Finished in 1.8 seconds (0.00s async, 1.8s sync)
8 tests, 1 failure

Randomized with seed 98474

I confirmed that my actual api_key was printed where it says REMOVED_FOR_SAFETY. I also tried model: "gemini-1.5-flash" but got the same error.

I think it might be easier if you can signup on https://ai.google.dev/ to get an API key to help with testing?

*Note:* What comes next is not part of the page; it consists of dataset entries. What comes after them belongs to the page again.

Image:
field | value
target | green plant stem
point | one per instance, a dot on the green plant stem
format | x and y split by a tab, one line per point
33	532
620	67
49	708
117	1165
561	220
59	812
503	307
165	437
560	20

ljgago commented 5 days ago

Hello @nileshtrivedi,

If you change these lines: https://github.com/brainlid/langchain/blob/d63e11a3e926450bcb2e983ae64c135ccb52c822/lib/chat_models/chat_google_ai.ex#L27-L29

by

  @default_endpoint "https://generativelanguage.googleapis.com"
  @default_api_version "v1beta"

Do the tests pass?

nileshtrivedi commented 5 days ago

@ljgago No, it fails but with a different error:

% mix test test/tools/calculator_test.exs --include live_call              
Compiling 39 files (.ex)
Generated langchain app
Including tags: [:live_call]

....

  1) test live test performs repeated calls until complete with a live LLM (LangChain.Tools.CalculatorTest)
     test/tools/calculator_test.exs:68
     ** (LangChain.LangChainError) content: is invalid for role tool
     code: |> LLMChain.run(mode: :while_needs_response)
     stacktrace:
       (langchain 0.3.0-rc.0) lib/message.ex:408: LangChain.Message.new_tool_result!/1
       (langchain 0.3.0-rc.0) lib/chains/llm_chain.ex:692: LangChain.Chains.LLMChain.execute_tool_calls/2
       (langchain 0.3.0-rc.0) lib/chains/llm_chain.ex:321: LangChain.Chains.LLMChain.run_while_needs_response/1
       test/tools/calculator_test.exs:95: (test)

     The following output was logged:

     06:58:59.287 [debug] Executing function "calculator"

...
Finished in 2.6 seconds (0.00s async, 2.6s sync)
8 tests, 1 failure

Randomized with seed 604620

I am happy to get on a call with any devs to work this out.